10

I want to use Latent Dirichlet Allocation for a project and I am using Python with the gensim library. After finding the topics I would like to cluster the documents using an algorithm such as k-means(Ideally I would like to use a good one for overlapping clusters so any recommendation is welcomed). I managed to get the topics but they are in the form of:

0.041*Minister + 0.041*Key + 0.041*moments + 0.041*controversial + 0.041*Prime

In order to apply a clustering algorithm, and correct me if I'm wrong, I believe I should find a way to represent each word as a number using either tfidf or word2vec.

Do you have any ideas of how I could "strip" the textual information from e.g. a list, in order to do so and then place them back in order to make the appropriate multiplication?

For instance the way I see it if the word Minister has a tfidf weight of 0.042 and so on for any other word within the same topic I should be to compute something like:

0.041*0.42 + ... + 0.041*tfidf(Prime) and get a result that will be later on used in order to cluster the results.

Thank you for your time.

Swan87
  • 221
  • 1
  • 2
  • 4

3 Answers3

5

Assuming that LDA produced a list of topics and put a score against each topic for each document, you could represent the document and it's scores as a vector:

Document | Prime | Minister | Controversial | TopicN | ...
   1       0.041    0.042      0.041          ...
   2       0.052    0.011      0.042          ...

To get the scores for each document, you can run the document. as a bag of words, through a trained LDA model. From the gensim documentation:

>>> lda = LdaModel(corpus, num_topics=100)  # train model
>>> print(lda[doc_bow]) # get topic probability distribution for a document

Then, you could run the k-means on this matrix and it should group documents that are similar together. K-means by default is a hard clustering algorithm implying that it classifies each document into one cluster. You could use soft clustering mechanisms that will give you a probability score that a document fits within a cluster - this is called fuzzy k-means. https://gist.github.com/mblondel/1451300 is a Python gist showing how you can do it with scikit learn.

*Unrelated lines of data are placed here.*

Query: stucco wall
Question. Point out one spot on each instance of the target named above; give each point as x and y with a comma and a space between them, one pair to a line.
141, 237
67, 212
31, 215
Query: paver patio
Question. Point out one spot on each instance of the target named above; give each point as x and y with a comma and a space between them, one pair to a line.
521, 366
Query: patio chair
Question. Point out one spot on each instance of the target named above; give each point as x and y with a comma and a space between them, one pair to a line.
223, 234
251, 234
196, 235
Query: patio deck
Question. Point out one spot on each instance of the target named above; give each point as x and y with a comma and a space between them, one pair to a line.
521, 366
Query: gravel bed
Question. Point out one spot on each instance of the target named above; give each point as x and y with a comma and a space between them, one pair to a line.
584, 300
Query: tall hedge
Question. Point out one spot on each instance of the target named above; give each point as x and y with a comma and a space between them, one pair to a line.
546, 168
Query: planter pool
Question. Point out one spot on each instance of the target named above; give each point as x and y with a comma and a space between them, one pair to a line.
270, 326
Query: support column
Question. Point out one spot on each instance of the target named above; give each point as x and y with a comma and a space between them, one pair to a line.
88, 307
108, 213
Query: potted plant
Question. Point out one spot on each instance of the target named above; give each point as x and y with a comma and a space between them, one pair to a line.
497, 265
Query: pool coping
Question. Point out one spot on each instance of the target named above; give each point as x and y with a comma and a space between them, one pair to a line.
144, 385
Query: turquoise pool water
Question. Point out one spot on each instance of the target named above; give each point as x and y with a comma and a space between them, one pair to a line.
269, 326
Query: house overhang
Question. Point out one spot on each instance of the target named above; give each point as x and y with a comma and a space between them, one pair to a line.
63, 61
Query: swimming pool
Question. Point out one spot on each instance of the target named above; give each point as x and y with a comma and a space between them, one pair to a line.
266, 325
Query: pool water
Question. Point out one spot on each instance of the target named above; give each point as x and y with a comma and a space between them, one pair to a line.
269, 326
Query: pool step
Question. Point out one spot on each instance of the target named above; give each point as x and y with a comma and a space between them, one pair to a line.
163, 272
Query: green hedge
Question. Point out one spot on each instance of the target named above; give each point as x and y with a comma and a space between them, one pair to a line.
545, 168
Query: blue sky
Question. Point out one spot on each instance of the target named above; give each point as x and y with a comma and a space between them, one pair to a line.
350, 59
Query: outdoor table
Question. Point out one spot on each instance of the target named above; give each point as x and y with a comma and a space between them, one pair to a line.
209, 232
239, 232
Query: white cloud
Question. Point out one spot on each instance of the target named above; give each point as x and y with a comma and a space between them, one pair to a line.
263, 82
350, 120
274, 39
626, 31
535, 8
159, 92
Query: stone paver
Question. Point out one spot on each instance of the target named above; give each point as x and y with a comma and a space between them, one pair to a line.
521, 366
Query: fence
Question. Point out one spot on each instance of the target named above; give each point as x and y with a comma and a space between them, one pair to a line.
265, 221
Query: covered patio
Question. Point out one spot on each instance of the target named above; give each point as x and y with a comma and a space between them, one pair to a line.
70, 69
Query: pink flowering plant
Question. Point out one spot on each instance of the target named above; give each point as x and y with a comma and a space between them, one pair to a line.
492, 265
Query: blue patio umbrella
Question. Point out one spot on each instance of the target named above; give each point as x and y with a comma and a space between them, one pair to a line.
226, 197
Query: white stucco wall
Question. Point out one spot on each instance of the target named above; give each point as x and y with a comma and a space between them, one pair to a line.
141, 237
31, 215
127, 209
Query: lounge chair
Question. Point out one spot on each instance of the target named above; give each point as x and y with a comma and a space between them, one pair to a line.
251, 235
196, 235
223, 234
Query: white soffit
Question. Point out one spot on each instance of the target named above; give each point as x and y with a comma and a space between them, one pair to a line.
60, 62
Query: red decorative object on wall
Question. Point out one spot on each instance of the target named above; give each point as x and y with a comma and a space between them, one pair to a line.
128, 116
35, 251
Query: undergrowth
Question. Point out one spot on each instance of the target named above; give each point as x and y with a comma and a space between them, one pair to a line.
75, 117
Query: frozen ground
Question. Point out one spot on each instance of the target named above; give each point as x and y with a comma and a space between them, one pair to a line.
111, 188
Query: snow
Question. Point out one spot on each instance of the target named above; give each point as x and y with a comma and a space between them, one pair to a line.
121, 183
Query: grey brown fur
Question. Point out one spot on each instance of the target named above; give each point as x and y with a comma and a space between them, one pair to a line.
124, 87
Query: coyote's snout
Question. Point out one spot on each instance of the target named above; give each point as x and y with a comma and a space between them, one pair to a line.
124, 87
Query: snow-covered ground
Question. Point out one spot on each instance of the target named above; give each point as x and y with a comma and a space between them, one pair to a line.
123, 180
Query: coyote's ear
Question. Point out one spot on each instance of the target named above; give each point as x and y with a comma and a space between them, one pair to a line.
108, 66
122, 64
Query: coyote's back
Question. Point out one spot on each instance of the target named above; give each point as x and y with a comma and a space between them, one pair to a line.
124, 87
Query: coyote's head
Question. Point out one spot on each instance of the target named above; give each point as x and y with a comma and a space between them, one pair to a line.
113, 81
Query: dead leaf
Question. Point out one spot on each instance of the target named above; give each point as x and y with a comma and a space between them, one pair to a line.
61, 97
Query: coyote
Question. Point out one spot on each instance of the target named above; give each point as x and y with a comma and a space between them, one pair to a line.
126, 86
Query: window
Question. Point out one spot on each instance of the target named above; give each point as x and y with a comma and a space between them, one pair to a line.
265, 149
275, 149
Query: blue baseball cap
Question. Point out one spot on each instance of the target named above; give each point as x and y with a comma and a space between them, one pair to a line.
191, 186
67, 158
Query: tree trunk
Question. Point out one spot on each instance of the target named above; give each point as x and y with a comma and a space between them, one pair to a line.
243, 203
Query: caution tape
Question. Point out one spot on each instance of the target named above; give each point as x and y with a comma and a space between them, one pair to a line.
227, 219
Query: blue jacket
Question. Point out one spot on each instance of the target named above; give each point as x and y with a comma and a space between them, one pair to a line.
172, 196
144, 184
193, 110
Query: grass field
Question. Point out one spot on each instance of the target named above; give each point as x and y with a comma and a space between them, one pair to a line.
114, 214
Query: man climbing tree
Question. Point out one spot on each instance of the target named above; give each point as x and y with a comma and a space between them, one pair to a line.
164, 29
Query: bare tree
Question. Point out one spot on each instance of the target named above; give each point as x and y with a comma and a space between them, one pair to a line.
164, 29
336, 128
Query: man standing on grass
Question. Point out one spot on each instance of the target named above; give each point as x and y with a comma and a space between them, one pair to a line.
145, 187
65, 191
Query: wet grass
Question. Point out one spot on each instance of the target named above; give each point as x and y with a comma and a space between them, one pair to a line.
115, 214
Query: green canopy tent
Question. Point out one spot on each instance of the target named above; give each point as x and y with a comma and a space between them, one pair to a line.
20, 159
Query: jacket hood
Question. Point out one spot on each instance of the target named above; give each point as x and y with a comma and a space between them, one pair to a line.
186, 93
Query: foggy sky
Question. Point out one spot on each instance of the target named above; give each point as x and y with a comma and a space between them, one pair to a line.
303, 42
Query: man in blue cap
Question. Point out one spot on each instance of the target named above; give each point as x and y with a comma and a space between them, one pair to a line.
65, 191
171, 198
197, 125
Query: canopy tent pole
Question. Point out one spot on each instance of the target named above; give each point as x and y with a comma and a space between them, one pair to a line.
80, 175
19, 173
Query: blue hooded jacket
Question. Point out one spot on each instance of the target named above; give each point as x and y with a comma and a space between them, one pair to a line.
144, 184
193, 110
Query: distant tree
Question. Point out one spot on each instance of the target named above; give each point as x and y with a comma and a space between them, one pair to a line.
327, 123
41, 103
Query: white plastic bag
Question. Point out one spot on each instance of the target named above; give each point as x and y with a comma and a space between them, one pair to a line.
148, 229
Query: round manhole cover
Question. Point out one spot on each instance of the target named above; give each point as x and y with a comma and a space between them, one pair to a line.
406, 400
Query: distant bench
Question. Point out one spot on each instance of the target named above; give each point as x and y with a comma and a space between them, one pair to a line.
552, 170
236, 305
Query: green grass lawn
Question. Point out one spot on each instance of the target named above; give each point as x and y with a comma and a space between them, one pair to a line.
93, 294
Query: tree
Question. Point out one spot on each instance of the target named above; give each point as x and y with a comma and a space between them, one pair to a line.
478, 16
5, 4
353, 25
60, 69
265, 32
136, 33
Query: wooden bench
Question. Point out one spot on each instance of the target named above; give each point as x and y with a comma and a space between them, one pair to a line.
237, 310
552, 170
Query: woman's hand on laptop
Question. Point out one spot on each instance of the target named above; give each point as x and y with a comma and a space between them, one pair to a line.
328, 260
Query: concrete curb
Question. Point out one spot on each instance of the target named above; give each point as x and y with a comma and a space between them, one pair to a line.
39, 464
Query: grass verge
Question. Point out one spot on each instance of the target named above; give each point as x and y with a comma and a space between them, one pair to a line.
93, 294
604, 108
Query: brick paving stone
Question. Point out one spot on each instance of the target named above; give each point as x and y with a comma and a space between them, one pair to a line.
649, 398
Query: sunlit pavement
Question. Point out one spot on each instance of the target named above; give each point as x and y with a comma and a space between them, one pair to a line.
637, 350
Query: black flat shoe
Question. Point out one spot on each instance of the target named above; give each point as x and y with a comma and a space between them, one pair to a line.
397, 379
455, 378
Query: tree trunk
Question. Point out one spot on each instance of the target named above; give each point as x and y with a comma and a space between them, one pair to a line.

ps: I cant post more than 2 links

Ash
  • 181
  • 1
  • 5
1

Complementary to the previous answer you should better not just run kmeans directly on the compositional data derived from the lda topic-doc distribution, instead use some compositional data transformation to project them to the euclidean space like ilr or clr.

(Example)

Stephen Rauch
  • 1,831
  • 11
  • 23
  • 34
0

Another approach would be to use the document-topic matrix that you obtained by training the LDA model in order to extract the topic with the maximum probability and let that topic be your label.

This will give a result that is somewhat interpretable to the degree your topics are.